Il risultato che si attendeva da mesi, forse da anni, è arrivato: Teheran e i paesi del gruppo P5+1 hanno raggiunto a Vienna un’intesa sul programma nucleare iraniano. L’accordo è arrivato al termine di una maratona negoziale durata anni e che ha subito un’accelerazione nel 2013. Allo stesso tempo, però, l’intesa rappresenta un potenziale nuovo inizio per le relazioni tra Teheran e Washington, drasticamente interrotte nel 1979 all’indomani della rivoluzione iraniana e della crisi degli ostaggi. In tarda mattinata una conferenza congiunta dei ministri degli Esteri dei paesi 5+1 renderà pubblici i dettagli dell’accordo. Ma sarà davvero intesa storica?
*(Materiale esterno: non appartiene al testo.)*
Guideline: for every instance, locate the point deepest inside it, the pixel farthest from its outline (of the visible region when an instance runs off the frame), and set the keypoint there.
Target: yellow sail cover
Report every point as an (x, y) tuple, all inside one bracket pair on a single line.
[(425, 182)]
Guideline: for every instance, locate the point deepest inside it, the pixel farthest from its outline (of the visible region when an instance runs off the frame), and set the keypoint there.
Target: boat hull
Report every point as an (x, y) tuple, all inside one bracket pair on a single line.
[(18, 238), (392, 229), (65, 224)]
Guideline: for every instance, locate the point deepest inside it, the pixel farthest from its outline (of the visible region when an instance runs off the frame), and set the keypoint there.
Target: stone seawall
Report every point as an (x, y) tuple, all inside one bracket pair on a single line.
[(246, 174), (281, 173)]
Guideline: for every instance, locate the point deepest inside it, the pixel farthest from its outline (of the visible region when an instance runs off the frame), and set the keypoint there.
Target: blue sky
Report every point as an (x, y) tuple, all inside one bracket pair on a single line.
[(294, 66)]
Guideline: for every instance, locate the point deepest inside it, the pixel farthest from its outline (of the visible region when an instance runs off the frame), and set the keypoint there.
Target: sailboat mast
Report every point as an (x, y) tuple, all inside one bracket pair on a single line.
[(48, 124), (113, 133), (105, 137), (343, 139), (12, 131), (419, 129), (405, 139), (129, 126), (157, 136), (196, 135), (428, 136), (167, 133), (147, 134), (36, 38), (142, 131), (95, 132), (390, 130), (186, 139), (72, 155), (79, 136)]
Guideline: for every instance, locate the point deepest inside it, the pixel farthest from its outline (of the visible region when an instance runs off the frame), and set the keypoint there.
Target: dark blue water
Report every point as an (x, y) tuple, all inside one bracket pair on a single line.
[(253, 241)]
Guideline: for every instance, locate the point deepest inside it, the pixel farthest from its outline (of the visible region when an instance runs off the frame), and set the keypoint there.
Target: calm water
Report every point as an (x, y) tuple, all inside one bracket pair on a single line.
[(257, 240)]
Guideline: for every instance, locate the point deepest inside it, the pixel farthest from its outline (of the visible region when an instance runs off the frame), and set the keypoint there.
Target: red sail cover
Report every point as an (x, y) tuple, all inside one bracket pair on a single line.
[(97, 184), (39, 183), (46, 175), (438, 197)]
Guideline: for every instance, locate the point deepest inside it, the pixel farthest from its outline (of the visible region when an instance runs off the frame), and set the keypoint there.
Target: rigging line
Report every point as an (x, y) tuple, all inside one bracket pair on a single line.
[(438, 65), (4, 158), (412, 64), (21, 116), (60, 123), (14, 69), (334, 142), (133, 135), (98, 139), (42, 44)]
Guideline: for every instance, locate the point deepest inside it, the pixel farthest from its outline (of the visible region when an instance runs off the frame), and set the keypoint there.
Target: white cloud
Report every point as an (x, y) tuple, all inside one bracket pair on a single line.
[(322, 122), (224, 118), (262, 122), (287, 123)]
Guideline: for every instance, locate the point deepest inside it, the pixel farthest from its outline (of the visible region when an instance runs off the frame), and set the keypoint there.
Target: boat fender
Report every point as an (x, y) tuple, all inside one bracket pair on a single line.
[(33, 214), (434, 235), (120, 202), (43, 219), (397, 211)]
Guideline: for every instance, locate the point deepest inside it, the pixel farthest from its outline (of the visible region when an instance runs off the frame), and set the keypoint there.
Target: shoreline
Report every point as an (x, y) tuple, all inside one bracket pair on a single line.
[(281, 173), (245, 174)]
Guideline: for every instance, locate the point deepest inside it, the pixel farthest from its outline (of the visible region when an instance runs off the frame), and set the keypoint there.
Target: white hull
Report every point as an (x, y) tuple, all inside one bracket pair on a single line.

Solo il tempo potrà dirlo. Qui di seguito, ripercorriamo le ultime faticose tappe che hanno portato fin qui e cerchiamo di formulare ragionevoli ipotesi su quello che accadrà nei prossimi mesi.
Falchi in agguato?
Per poter entrare effettivamente in vigore, l’accordo necessita dell’approvazione delle parti contraenti. Una delle questioni di cui si è molto parlato come di un possibile ostacolo all’effettiva implementazione dell’accordo è l’opposizione del Congresso statunitense. Gli oppositori dell’intesa – recita la vulgata – sarebbero pronti a fare tutto ciò che è in loro potere per minare alle fondamenta il timido riavvicinamento alla Repubblica islamica, in primis rifiutando di alleviare le sanzioni verso Teheran, vero nodo cruciale dell’intesa. Fermo restando che finché il Congresso non si sarà espresso non è possibile formulare ipotesi concrete, occorre considerare che difficilmente la questione sarà risolta in maniera così automatica. L’impianto sanzionatorio in vigore nei confronti dell’Iran è uno dei più complessi al mondo – una "ragnatela", nella definizione di Kennet Katzman – il cui smantellamento richiederà per forza di cose la volontà di più parti. Ciò però significa anche che nessuna parte detiene il potere assoluto di imporre il proprio volere. Per quanto riguarda i falchi iraniani, nonostante non vi siano certezze, è ragionevole pensare che la conclusione di un accordo sia stata possibile solamente grazie al beneplacito della Guida suprema Ali Khamenei. Pur nell’opacità del processo politico iraniano, è difficile ipotizzare che gli oppositori dell’accordo riescano a scavalcare la Guida.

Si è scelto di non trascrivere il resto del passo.